In America, November 1979, the Food and Drug Administration ruled that magnet therapy was a a safe and effective method of treatment and instructed all orthopedists to start using it for fractures that would not heal (JAMA Feb 5, 1982-Basset, Bone Healing). In May 1989, the FDA and the University of Tulsa jointly sponsored the first Conference on Emerging Electromagnetic Medical Technology. Researchers and medical specialists discussed the benefits of magnetic therapy. In 1990 William Philpott, M.D. wrote the Biomagnetic Handbook, this text is an extensive review of the use of magnets on diagnosed diseases. In Germany, medical students have as required reading Electro-Bio-Klimatology by A. Varga, University of Heidelberg. This text describes magnet use in biochemical processes, stimulating specifically all processes involving oxygen. In Russia, the 1970 research showed magnets as an effective treatment for chronic inflammation. In 1978 magnets were found to be a safer recovery tool following transplantation surgery and cerebral hemmorage. The Russians used the north pole magnets to promote wound healing on the battlefields during World War II. In Sweden, 1982 studies tested patients with and without magnets (bracelets) after three weeks there was an increase in oxygen. They produced a 12,000-20,000 gauss neodynium magnet disc, the size of a quarter, to place on cancerous growths. They found an arrest of growth and in some cases a reversal of tissue.

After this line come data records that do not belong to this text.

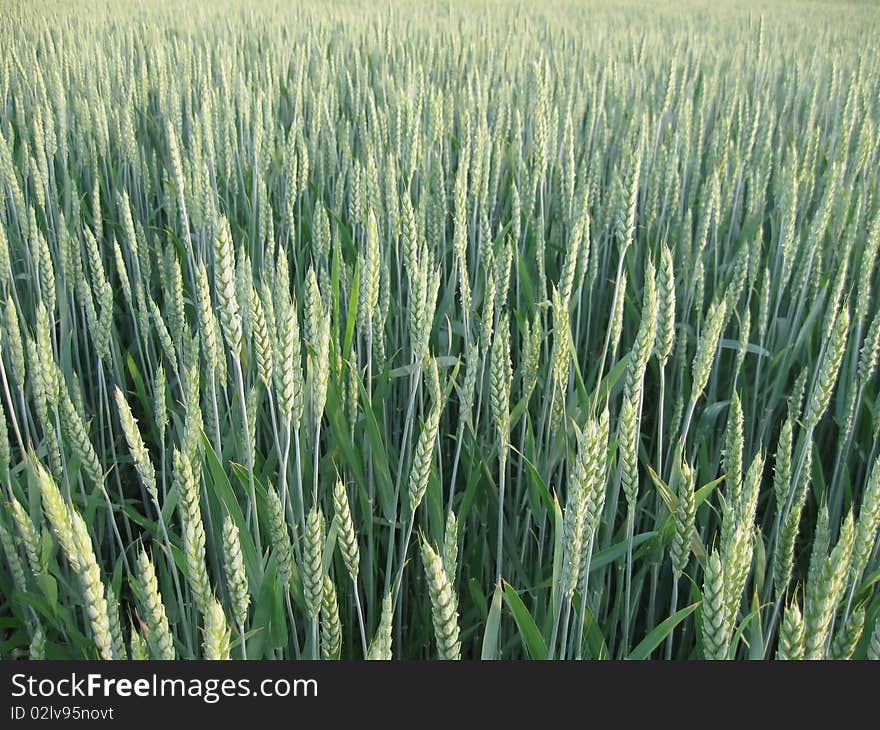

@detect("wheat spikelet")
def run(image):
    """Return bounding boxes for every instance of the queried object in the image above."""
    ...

[655,243,675,367]
[173,449,212,613]
[321,575,342,660]
[669,461,696,580]
[408,378,442,512]
[690,299,727,403]
[266,485,293,592]
[702,550,732,659]
[804,306,849,428]
[132,547,175,659]
[366,593,394,661]
[422,541,461,659]
[8,491,46,576]
[202,598,231,661]
[489,313,513,440]
[776,601,804,660]
[333,479,361,582]
[301,507,324,621]
[223,515,250,627]
[67,508,114,659]
[828,606,866,660]
[214,216,242,357]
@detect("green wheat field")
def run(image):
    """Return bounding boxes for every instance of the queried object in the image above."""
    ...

[0,0,880,660]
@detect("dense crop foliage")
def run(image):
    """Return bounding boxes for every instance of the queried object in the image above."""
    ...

[0,0,880,659]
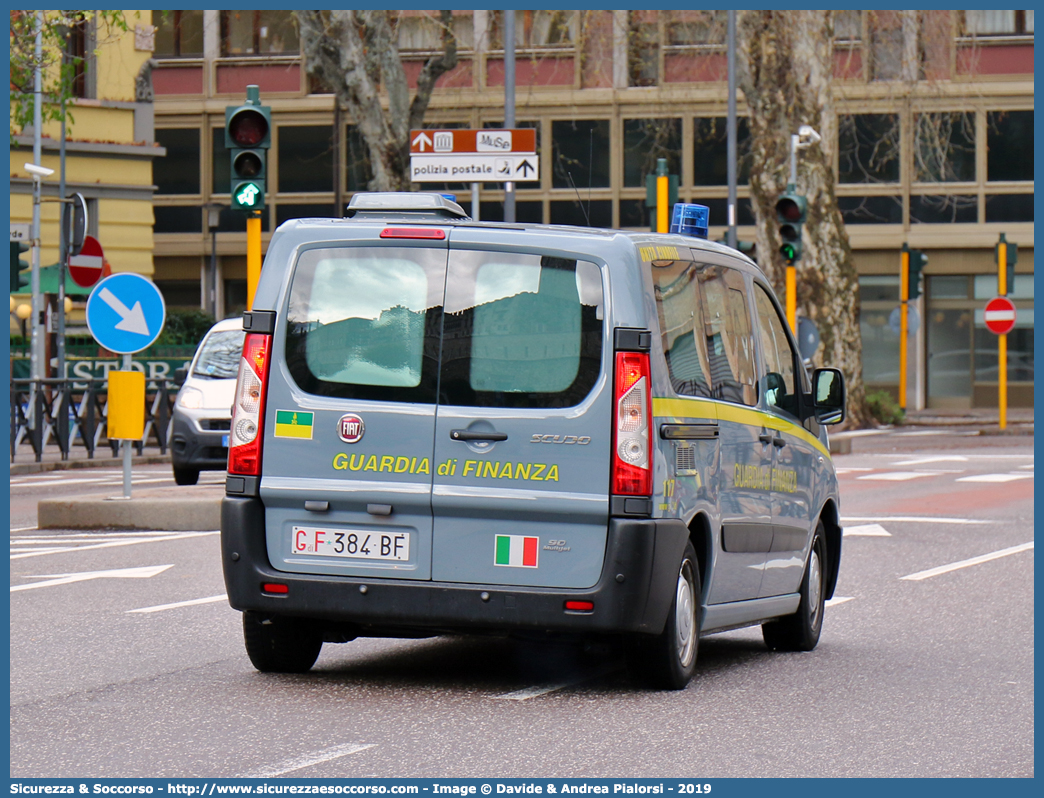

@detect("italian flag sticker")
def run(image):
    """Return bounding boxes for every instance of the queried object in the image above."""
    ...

[493,535,540,568]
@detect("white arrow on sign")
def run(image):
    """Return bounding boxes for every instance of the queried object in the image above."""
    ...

[98,288,149,335]
[10,563,173,593]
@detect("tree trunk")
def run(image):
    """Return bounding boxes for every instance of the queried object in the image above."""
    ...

[737,10,871,426]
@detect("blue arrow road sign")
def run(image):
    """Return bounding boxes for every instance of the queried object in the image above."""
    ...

[87,272,167,355]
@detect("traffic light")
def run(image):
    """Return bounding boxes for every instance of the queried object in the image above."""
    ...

[224,86,271,211]
[906,250,928,299]
[10,241,29,294]
[776,191,808,266]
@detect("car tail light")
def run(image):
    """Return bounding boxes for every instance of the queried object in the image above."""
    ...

[229,333,271,476]
[613,352,653,496]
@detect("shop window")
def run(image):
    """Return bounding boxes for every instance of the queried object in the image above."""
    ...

[837,196,903,225]
[551,119,609,189]
[910,194,978,225]
[914,112,975,183]
[623,119,682,187]
[152,127,199,194]
[279,124,333,194]
[221,10,300,56]
[152,10,204,58]
[965,10,1034,36]
[986,194,1034,221]
[692,116,751,186]
[837,114,899,183]
[986,111,1034,181]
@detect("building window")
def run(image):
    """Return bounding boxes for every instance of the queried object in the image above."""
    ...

[221,10,300,55]
[551,119,612,189]
[914,112,975,183]
[152,127,201,194]
[623,119,682,187]
[627,11,660,86]
[986,111,1034,181]
[153,10,203,58]
[692,116,751,186]
[279,124,333,194]
[837,114,899,183]
[965,10,1034,36]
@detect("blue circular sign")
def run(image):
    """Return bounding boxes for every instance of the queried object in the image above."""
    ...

[87,272,167,355]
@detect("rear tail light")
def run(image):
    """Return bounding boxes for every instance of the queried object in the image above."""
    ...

[613,352,653,496]
[229,333,271,476]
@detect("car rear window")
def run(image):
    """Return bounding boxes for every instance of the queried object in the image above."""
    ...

[192,330,246,379]
[286,247,446,402]
[440,250,603,407]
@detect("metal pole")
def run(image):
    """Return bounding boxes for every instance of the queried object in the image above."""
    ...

[726,9,736,250]
[120,355,132,498]
[502,8,515,221]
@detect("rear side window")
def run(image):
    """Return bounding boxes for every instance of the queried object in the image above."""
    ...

[286,247,446,402]
[440,250,602,407]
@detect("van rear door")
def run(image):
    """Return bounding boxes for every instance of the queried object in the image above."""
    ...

[431,229,612,588]
[261,237,447,580]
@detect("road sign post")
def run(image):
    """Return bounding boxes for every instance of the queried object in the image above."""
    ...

[87,272,167,499]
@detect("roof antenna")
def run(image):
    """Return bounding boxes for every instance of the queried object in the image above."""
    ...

[566,169,591,227]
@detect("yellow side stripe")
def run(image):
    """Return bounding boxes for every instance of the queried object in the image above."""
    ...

[653,397,830,457]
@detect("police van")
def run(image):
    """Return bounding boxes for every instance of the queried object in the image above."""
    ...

[221,193,845,689]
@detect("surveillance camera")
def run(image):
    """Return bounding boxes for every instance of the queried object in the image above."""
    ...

[25,164,54,178]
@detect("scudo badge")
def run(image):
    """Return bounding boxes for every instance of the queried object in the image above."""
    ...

[337,413,366,443]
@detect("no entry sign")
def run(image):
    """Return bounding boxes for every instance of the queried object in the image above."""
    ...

[982,297,1015,335]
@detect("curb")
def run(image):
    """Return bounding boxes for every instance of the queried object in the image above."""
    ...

[9,454,170,476]
[37,491,223,532]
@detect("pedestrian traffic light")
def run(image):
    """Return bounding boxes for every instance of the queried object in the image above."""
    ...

[906,250,928,299]
[10,241,29,294]
[224,86,271,211]
[776,191,808,266]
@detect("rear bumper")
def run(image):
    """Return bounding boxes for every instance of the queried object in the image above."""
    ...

[221,496,688,636]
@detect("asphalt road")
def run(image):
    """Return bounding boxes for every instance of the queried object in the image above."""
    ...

[10,433,1034,777]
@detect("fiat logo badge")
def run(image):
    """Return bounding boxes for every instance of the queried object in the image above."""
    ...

[337,413,366,443]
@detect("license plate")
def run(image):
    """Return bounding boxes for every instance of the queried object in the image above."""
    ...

[290,526,409,562]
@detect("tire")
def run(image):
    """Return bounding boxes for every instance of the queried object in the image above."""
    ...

[174,466,199,485]
[243,611,323,674]
[761,521,827,651]
[627,542,702,690]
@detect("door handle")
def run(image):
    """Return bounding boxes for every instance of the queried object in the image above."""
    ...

[450,429,507,441]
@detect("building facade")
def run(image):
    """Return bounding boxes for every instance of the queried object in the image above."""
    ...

[152,10,1034,407]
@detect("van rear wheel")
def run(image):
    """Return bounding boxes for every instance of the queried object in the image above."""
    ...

[627,542,701,690]
[243,611,323,674]
[761,521,827,651]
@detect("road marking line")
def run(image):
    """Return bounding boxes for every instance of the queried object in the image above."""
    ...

[10,532,221,560]
[841,523,892,538]
[956,474,1034,483]
[239,743,375,778]
[900,540,1034,582]
[127,593,229,612]
[856,471,945,483]
[841,515,997,524]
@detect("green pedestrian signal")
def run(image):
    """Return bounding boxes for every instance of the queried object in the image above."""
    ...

[776,191,808,266]
[10,241,29,294]
[224,86,271,211]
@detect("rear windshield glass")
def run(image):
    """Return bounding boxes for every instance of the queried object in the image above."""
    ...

[286,247,446,402]
[440,251,602,407]
[192,330,246,379]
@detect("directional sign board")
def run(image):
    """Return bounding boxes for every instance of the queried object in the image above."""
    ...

[982,297,1016,335]
[69,236,105,288]
[409,127,540,183]
[87,272,167,355]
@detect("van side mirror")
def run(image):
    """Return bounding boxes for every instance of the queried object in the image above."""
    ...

[812,369,845,424]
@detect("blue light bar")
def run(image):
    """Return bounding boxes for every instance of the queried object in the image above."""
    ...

[670,203,711,238]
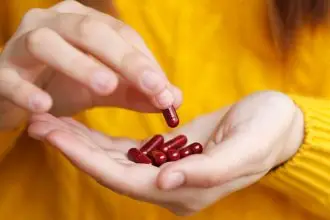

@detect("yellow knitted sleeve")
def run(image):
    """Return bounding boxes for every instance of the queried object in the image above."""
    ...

[263,96,330,216]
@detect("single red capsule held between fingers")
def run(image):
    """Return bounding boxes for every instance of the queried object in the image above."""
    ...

[140,134,164,155]
[179,146,193,158]
[188,142,203,154]
[158,134,188,153]
[167,149,181,161]
[127,148,152,164]
[149,150,167,166]
[162,106,179,128]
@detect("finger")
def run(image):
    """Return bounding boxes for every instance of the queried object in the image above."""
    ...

[158,132,268,190]
[59,117,91,133]
[51,14,174,108]
[0,68,52,113]
[25,28,118,95]
[27,114,68,140]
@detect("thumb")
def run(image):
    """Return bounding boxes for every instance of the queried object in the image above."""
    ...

[157,135,258,190]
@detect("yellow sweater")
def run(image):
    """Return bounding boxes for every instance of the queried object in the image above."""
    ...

[0,0,330,220]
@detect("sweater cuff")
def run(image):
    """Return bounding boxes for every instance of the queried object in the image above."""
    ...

[262,96,330,212]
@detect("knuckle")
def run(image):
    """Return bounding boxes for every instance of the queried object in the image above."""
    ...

[114,22,144,44]
[25,27,53,53]
[201,175,222,188]
[55,0,85,12]
[22,8,45,24]
[78,16,110,43]
[121,49,150,72]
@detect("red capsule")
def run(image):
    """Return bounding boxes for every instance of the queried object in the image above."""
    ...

[158,134,188,153]
[188,142,203,154]
[167,149,181,161]
[149,150,167,166]
[140,134,164,155]
[127,148,152,164]
[163,106,179,128]
[179,146,193,158]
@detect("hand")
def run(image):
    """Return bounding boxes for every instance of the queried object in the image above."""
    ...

[0,1,181,129]
[29,92,303,215]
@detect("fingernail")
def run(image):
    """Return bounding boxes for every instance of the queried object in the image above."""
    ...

[92,72,112,93]
[156,89,174,108]
[29,94,48,112]
[141,71,165,92]
[162,172,185,190]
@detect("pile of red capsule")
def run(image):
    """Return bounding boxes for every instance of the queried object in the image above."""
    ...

[127,107,203,167]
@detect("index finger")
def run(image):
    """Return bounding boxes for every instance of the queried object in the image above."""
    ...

[52,2,180,109]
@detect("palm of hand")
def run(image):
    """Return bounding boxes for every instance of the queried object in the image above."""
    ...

[29,93,300,215]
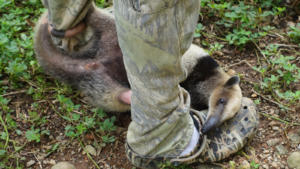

Most magnetic research has involved the human response to magnetic fields and specific pulsing frequencies. These fields evoke a biological response. The earth’s magnetic field is a natural pulsing frequency of 7.96 cycles per second. The energy field reduces stress and encourages relaxation (north pole) which has caused a recent influx of magnetic mattress products on the market. Common applications are magnetic foot beds, bracelets for golfers and appliances for arthritic joints.